Bui a marqué tous ceux qui ont eu la chance de travailler avec lui. Il a eu une influence déterminante sur la vie et la carrière de ses élèves. Tous ont bénéficié de ses grandes qualités humaines, sa simplicité malgré sa grande notoriété, sa générosité, sa bienveillance.

Son enseignement sur ce point est : Tolérance, Effort, Patience et Respect mutuel. Il nous a dit que l’importance de ces valeurs lui était apparue à l’époque où, enfant, il vivait avec sa nombreuse famille (oncles, tantes cousins) dans la maison de son grand père au Vietnam.

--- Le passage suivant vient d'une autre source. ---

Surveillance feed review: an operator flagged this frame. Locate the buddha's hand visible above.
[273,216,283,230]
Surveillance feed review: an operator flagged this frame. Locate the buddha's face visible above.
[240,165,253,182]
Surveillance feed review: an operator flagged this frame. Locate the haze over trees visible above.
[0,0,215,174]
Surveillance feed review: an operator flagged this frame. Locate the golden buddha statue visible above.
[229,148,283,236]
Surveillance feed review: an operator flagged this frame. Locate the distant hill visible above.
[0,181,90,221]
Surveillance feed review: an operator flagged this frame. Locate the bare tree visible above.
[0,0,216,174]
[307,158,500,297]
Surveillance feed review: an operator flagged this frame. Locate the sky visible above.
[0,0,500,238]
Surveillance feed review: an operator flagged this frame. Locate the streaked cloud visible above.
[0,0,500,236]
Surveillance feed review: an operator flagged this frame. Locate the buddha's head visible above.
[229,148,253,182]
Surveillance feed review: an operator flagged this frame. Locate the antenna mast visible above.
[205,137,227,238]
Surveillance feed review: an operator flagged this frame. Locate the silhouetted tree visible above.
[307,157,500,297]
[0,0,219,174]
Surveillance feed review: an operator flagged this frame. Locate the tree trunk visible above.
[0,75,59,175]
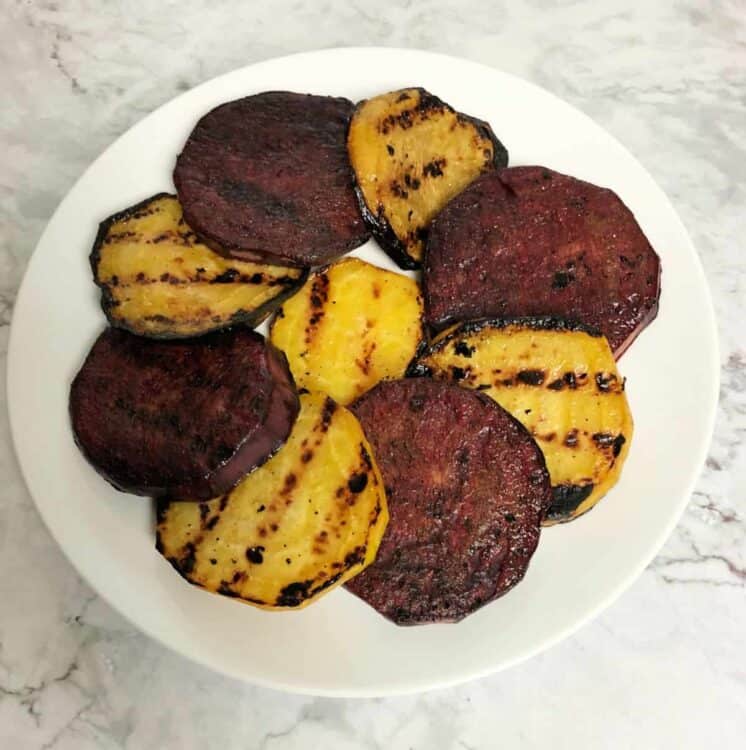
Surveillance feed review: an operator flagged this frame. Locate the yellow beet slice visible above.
[156,393,388,609]
[91,193,306,338]
[270,258,423,404]
[410,318,632,525]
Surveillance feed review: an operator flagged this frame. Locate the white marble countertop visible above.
[0,0,746,750]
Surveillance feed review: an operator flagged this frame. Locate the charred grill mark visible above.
[280,471,298,497]
[453,341,476,357]
[246,545,265,565]
[516,370,546,385]
[205,513,220,531]
[218,581,240,599]
[276,579,313,607]
[596,372,618,393]
[547,483,593,520]
[305,272,329,344]
[389,180,409,200]
[422,154,444,177]
[552,271,575,289]
[347,472,368,495]
[360,443,373,471]
[562,428,578,448]
[319,397,337,432]
[345,544,367,568]
[355,341,376,375]
[210,268,241,284]
[591,432,614,448]
[177,542,197,576]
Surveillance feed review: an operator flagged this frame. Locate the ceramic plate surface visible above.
[8,49,718,696]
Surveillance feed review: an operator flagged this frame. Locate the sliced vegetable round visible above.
[423,167,660,358]
[70,328,298,499]
[157,393,388,609]
[91,193,305,338]
[410,318,633,525]
[347,88,508,268]
[169,91,368,266]
[348,378,551,625]
[270,258,423,404]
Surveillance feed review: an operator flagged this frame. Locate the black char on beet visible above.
[174,91,368,266]
[347,378,551,625]
[70,328,299,500]
[423,167,661,358]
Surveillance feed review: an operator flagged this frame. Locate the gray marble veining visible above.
[0,0,746,750]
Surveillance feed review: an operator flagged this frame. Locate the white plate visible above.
[8,49,718,696]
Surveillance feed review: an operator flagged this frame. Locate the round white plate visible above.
[8,49,718,696]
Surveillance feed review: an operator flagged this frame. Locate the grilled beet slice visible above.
[347,88,508,268]
[174,91,368,266]
[347,378,551,625]
[70,328,299,500]
[423,167,660,358]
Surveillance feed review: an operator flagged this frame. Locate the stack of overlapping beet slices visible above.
[70,88,660,624]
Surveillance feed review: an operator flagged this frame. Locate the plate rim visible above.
[5,46,721,698]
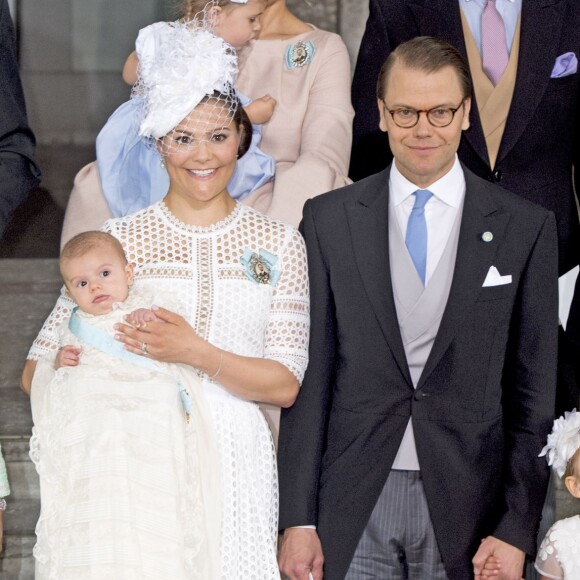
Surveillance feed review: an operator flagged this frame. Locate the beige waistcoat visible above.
[461,12,521,169]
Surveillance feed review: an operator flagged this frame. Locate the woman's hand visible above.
[115,306,300,407]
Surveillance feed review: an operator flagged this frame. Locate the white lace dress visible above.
[29,202,309,580]
[536,516,580,580]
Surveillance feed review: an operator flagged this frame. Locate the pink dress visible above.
[238,27,354,226]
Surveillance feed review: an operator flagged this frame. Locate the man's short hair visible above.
[60,231,127,264]
[377,36,473,99]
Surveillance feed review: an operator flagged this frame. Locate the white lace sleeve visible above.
[264,229,310,382]
[26,286,75,360]
[535,524,564,580]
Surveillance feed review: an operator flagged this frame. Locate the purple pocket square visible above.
[550,52,578,79]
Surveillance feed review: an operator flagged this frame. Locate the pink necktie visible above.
[481,0,508,85]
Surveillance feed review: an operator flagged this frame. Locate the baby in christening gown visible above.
[536,409,580,580]
[31,232,219,580]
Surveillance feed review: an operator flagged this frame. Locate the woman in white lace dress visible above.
[23,20,309,580]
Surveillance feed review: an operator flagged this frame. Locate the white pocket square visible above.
[482,266,512,288]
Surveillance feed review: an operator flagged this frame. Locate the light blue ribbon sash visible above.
[68,306,191,422]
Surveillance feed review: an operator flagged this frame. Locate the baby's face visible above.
[60,247,133,316]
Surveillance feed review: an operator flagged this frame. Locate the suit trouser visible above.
[346,470,447,580]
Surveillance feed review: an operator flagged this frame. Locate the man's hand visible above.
[54,344,81,369]
[472,536,525,580]
[278,528,324,580]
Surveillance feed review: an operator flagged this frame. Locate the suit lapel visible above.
[409,0,489,165]
[417,168,510,389]
[345,166,412,388]
[498,0,566,163]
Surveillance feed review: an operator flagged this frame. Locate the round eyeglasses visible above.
[383,99,465,129]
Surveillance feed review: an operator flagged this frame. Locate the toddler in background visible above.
[536,409,580,580]
[96,0,276,221]
[31,231,219,580]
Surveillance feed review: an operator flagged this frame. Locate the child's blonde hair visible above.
[182,0,240,20]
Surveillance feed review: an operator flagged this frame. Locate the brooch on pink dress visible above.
[285,40,316,69]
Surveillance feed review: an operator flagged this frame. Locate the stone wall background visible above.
[0,0,368,580]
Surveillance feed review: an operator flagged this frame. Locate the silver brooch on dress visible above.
[286,40,316,69]
[240,249,281,286]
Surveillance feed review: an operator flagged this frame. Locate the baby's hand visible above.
[125,308,160,328]
[54,344,82,369]
[244,95,276,125]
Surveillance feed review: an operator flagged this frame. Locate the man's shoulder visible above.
[462,165,553,223]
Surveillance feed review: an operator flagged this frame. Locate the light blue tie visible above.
[405,189,433,286]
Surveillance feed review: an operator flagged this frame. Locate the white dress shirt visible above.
[459,0,522,55]
[389,155,465,285]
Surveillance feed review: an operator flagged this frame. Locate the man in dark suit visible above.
[0,0,40,238]
[279,37,557,580]
[350,0,580,274]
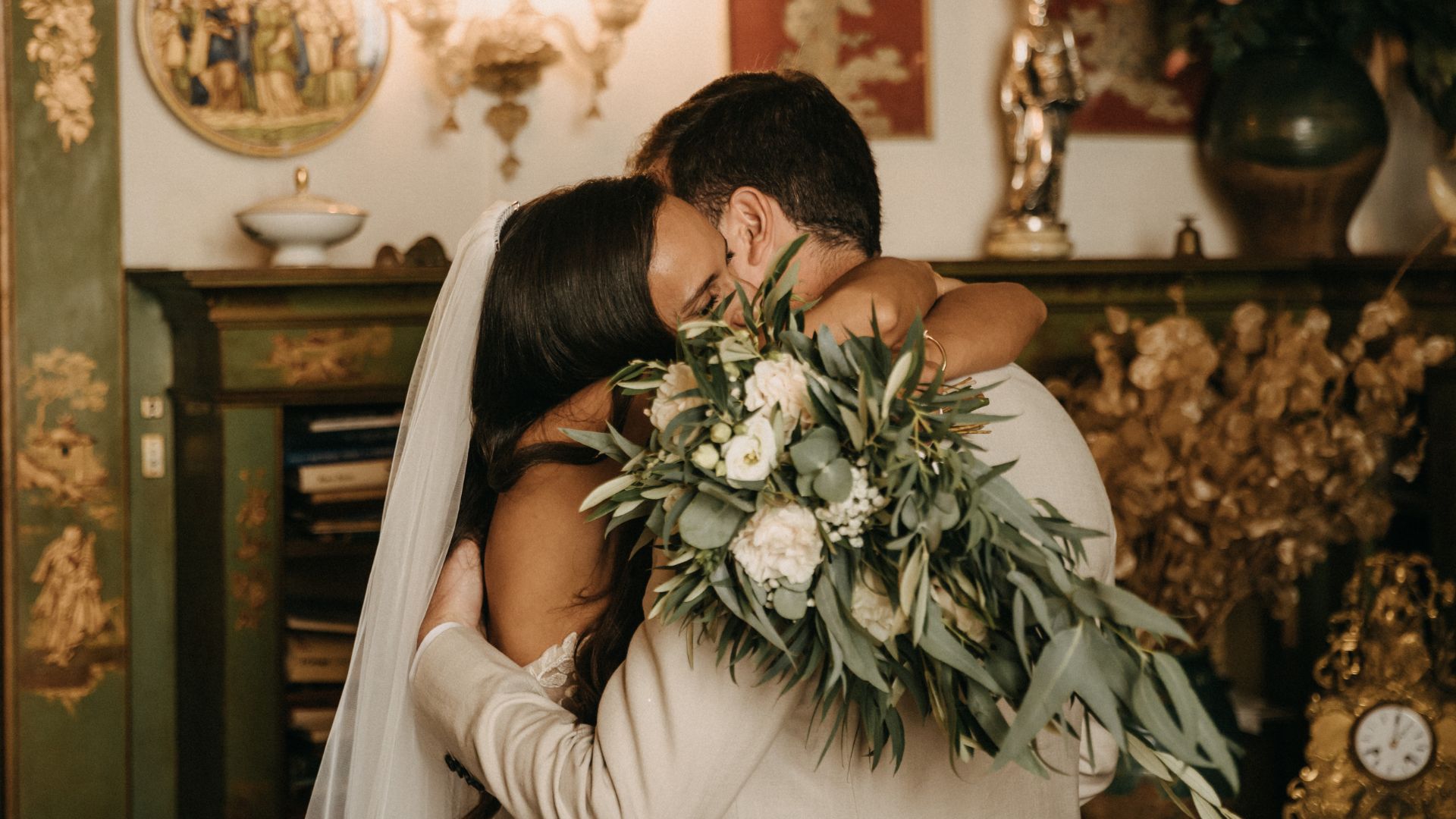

Enfant il ne pouvait pas aller à l’école. Ses passions étaient la chasse et la pêche qu’il pratiquait dans la rivière Ma Avec son père. Il était fier de dire qu’il avait fabriqué lui-même une petite arbalète. Il donne là l’explication des symboles gravés sur son épée d’académicien, un arc et un poisson. Rappelons que la lame de cette épée est dans le même acier que celui des cuves des centrales nucléaires.

A cette époque, le soir il contemplait la voie lactée et s’émerveillait. Mais ce n’était pas qu’une contemplation esthétique. Il se posait déjà des questions de nature scientifique sur les phénomènes qu’il observait.

Il nous a dit que son amour de la science prend ses racines dans cette observation du ciel nocturne. C’est un point qu’il a en commun avec de nombreux grands savants qui l’ont précédé.

Je regrette de n’avoir pu échanger avec lui sur l’image magnifique de la naissance de la lumière dans l’univers que vient de nous donner le satellite d’observation Planck.

Bui est parti, mais il continue à être présent parmi nous. Il est présent en nous ses élèves par l’enseignement qu’il nous a donné qui allait bien au-delà des sciences. Il continuera à être présent après nous par ses enseignements que nous transmettons à nos propres élèves.

Nous souhaitons beaucoup de courage à sa famille dans la traversée de cette épreuve. Nous savons que la foi profonde de Bui, baptisé à 26 ans, et des ses proches sera un soutien.

Nous espérons que notre gratitude et reconnaissance pour celui qui aura été notre Maître pourra leur apporter un peu de consolation.